From Richard Feynman’s sketches to Marilyn Monroe’s poetry to Sylvia Plath’s drawings, we’ve learned that famous creators often harbor little-known talent in a different medium. Among this tendency’s prime examples is Charles Dodgson, better-known today as Lewis Carroll. Though primarily celebrated as the author of Alice’s Adventures in Wonderland, he was also a masterful mathematician and logician, as well as a dedicated practitioner of the then-new art form of photography. Known for his friendships with children, Dodgson had a particular soft spot for photographing them and famously took portraits of Alice Liddell, the real little girl who inspired Wonderland. But his greatest talent of all was perhaps his good-natured humor and irreverent wit.

From the endlessly delightful Funny Letters from Famous People (public library) — the same gem that gave us the best resignation letter ever written, courtesy of Sherwood Anderson — comes Carroll’s charmingly hyperbolic apologetic letter to Annie Rogers, a young friend and photography model whom he accidentally stood up in 1867.
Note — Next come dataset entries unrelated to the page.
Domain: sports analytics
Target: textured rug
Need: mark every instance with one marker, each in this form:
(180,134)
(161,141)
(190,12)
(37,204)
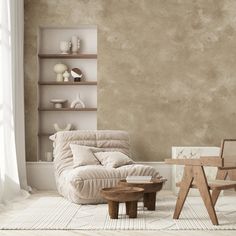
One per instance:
(54,213)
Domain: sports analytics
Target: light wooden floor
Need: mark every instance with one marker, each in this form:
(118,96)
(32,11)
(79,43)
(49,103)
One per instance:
(10,210)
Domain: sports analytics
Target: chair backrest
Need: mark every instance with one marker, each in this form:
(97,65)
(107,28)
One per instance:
(110,140)
(228,152)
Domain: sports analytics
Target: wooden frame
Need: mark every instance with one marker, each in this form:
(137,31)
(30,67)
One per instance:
(194,177)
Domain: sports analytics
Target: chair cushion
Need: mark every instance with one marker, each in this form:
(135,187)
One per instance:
(83,155)
(83,184)
(113,159)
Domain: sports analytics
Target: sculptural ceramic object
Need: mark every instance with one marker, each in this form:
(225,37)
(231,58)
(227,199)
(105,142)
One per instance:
(58,103)
(77,103)
(66,76)
(65,47)
(49,156)
(59,69)
(76,74)
(75,44)
(58,128)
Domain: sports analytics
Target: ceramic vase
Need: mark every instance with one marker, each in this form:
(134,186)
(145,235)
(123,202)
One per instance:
(75,42)
(77,103)
(65,47)
(59,69)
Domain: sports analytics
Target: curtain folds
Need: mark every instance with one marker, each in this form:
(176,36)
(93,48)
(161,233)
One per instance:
(12,157)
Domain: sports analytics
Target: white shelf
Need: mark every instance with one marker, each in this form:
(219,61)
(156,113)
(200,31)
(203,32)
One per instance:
(86,60)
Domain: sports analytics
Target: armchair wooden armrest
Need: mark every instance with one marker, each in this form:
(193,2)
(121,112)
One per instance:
(202,161)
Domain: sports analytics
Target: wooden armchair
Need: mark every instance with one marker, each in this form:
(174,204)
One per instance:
(194,177)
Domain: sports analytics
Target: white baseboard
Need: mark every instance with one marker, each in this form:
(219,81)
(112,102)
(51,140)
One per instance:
(40,175)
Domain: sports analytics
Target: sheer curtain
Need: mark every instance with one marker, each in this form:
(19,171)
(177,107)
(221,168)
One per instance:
(12,158)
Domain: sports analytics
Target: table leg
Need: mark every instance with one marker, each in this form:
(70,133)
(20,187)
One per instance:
(113,209)
(133,209)
(149,201)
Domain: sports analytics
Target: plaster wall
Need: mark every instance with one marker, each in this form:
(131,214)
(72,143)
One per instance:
(166,69)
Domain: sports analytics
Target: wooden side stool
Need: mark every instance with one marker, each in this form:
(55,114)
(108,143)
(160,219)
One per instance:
(129,195)
(150,190)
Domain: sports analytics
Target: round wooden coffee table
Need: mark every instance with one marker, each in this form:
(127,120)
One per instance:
(129,195)
(150,190)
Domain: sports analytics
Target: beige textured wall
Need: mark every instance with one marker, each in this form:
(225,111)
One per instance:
(166,69)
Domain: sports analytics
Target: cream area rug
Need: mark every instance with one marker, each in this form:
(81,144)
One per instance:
(52,213)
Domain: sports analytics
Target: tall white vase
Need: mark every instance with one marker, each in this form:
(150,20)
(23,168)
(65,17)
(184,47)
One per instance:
(75,44)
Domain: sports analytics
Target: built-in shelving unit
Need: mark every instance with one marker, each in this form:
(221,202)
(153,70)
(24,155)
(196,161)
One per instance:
(66,109)
(48,88)
(67,56)
(67,83)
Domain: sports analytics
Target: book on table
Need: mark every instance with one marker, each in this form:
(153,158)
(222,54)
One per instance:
(138,179)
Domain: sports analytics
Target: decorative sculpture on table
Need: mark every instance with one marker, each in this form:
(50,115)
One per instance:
(77,103)
(59,69)
(76,74)
(75,44)
(65,47)
(66,76)
(58,128)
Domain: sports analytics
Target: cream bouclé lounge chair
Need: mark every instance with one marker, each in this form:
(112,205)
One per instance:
(194,177)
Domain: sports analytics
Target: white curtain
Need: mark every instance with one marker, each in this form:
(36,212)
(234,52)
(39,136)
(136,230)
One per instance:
(12,147)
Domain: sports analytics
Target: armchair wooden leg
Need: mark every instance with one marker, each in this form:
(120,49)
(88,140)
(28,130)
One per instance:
(183,191)
(221,175)
(201,182)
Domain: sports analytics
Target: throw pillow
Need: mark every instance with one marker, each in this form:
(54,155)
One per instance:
(113,159)
(83,155)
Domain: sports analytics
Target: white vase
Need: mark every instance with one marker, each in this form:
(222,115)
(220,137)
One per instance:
(77,103)
(59,69)
(75,44)
(65,47)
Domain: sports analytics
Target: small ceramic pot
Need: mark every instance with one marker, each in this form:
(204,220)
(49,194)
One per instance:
(65,47)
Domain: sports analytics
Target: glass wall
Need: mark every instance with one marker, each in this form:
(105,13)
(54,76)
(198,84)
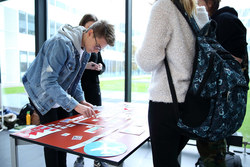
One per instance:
(17,48)
(17,43)
(140,79)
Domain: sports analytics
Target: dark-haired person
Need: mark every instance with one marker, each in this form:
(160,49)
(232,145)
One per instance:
(231,34)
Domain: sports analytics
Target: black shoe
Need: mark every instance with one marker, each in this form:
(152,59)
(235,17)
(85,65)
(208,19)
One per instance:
(100,164)
(79,162)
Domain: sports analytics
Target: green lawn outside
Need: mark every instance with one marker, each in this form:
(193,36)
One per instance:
(141,85)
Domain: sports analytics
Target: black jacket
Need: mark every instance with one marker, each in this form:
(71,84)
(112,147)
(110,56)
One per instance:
(90,81)
(231,33)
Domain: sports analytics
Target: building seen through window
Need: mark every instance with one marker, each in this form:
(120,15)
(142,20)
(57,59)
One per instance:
(17,38)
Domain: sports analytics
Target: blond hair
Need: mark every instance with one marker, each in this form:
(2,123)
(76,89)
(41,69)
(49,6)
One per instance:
(189,5)
(104,29)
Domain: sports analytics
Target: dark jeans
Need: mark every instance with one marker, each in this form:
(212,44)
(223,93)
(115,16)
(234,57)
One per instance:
(167,141)
(213,154)
(53,158)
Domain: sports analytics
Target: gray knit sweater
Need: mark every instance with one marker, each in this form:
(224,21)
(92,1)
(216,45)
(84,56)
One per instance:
(167,28)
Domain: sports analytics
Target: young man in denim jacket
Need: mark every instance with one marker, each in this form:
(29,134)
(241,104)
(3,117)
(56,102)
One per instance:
(52,81)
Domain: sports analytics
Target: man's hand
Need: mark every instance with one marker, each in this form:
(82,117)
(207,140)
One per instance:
(86,111)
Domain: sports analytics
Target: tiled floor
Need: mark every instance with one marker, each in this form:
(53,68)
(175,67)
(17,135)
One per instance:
(32,155)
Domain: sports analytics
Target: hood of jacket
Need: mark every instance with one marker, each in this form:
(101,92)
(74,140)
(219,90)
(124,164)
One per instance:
(224,10)
(74,34)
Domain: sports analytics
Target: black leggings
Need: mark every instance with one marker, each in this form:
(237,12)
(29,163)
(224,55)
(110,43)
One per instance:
(167,141)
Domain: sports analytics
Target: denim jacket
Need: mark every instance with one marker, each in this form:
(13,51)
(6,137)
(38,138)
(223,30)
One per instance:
(53,78)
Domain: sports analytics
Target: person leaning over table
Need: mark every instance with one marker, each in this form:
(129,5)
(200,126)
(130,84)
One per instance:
(52,80)
(168,29)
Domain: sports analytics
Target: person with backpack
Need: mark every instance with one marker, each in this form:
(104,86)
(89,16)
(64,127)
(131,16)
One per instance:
(231,34)
(168,30)
(53,79)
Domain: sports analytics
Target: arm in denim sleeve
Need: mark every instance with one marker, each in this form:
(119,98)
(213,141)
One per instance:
(56,55)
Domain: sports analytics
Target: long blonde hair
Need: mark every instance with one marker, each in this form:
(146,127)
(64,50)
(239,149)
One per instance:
(189,5)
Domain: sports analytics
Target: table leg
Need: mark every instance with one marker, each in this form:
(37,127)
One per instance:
(121,165)
(14,152)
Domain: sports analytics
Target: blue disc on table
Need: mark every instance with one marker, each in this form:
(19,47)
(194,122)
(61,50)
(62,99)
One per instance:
(105,148)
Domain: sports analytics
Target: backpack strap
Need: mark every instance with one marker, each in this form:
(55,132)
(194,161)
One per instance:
(190,20)
(171,86)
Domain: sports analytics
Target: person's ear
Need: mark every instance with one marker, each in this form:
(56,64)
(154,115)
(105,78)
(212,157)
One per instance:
(90,32)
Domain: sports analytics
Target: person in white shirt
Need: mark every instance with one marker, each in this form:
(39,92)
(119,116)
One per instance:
(168,29)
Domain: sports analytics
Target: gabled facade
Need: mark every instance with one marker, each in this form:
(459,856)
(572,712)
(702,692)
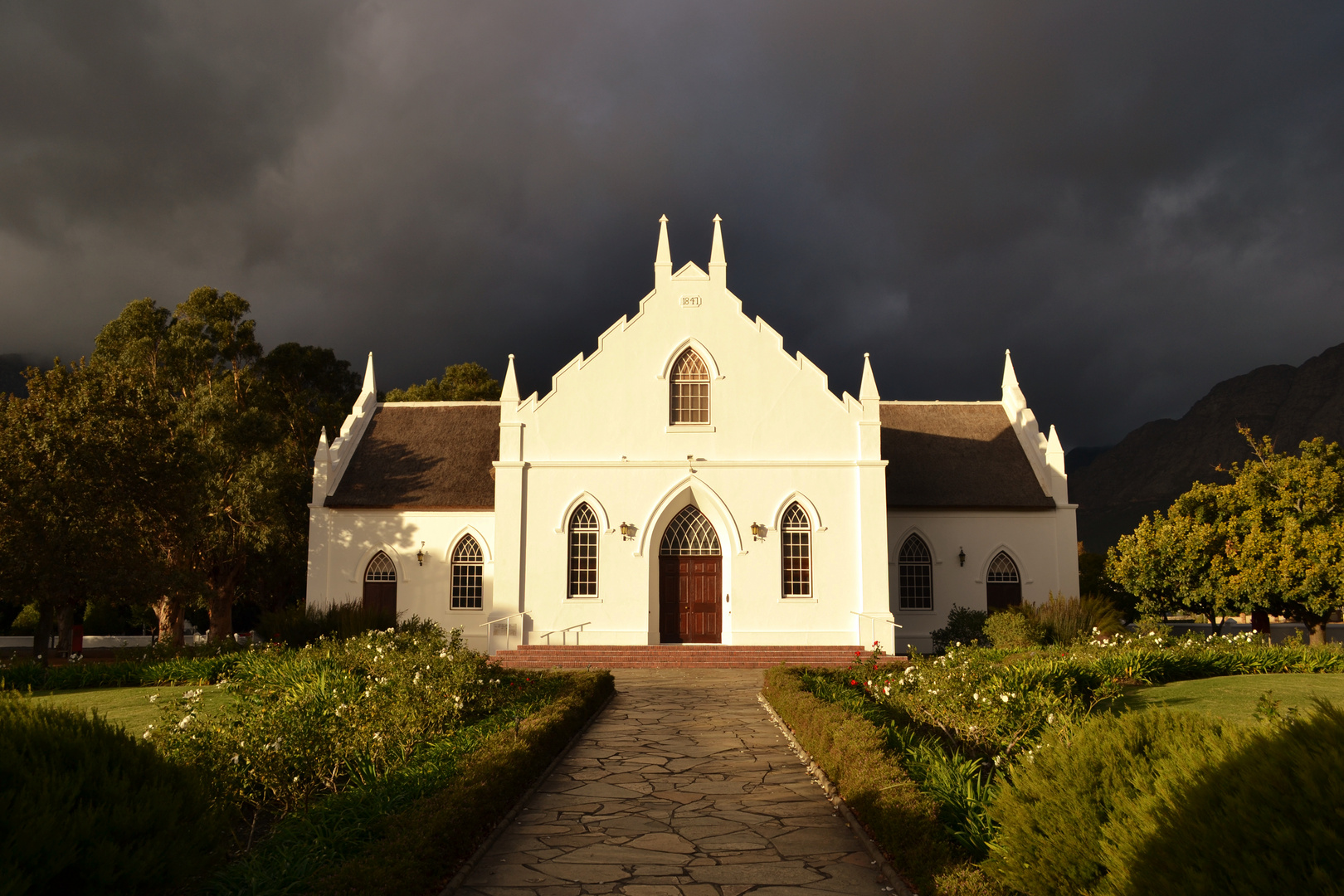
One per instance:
(689,481)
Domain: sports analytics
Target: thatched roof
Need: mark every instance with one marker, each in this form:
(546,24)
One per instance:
(956,455)
(424,457)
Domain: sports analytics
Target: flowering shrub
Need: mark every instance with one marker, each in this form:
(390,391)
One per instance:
(334,713)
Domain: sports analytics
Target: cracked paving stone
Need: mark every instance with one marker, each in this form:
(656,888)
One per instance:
(682,787)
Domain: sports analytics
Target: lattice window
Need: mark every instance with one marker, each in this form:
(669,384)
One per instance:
(796,547)
(468,575)
(583,553)
(1001,568)
(689,390)
(381,568)
(916,575)
(689,533)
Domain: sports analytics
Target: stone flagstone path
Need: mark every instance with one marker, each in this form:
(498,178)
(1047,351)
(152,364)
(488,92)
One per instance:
(682,787)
Annie Rogers and Mary Jackson as Queen Eleanor and Fair Rosamund. Photograph by C. L. Dodgson (Lewis Carroll), July 3, 1863. Image via the Museum of the History of Science.

My dear Annie:

This is indeed dreadful. You have no idea of the grief I am in while I write. I am obliged to use an umbrella to keep the tears from running down on to the paper. Did you come yesterday to be photographed? And were you very angry? Why wasn’t I there? Well the fact was this — I went out for a walk with Bibkins, my dear friend Bibkins — we went many miles from Oxford — fifty — a hundred, say. As we were crossing a field full of sheep, a thought crossed my mind, and I said solemnly, “Dobkins, what o’clock is it?” “Three,” said Fipkins, surprised at my manner. Tears ran down my cheeks. “It is the HOUR,” I said. “Tell me, tell me, Hopkins, what day is it?” “Why, Monday, of course,” said Lupkins. “Then it is the DAY!” I groaned. I wept. I screamed. The sheep crowded round me, and rubbed their affectionate noses against mine. “Mopkins!” I said, “you are my oldest friend. Do not deceive me, Nupkins! What year is this?” “Well, I think it’s 1867,” said Pipkins. “Then it’s the YEAR!” I screamed, so loud that Tapkins fainted. It was all over: I was brought home, in a cart, attended by the faithful Wopkins, in several pieces.

When I have recovered a little from the shock, and have been to the seaside for a few months, I will call and arrange another day for photographing. I am too weak to write this myself, so Zupkins is writing it for me.

Your miserable friend,
Lewis Carroll

Funny Letters from Famous People, edited by the great Charles Osgood, remains a treat in its entirety.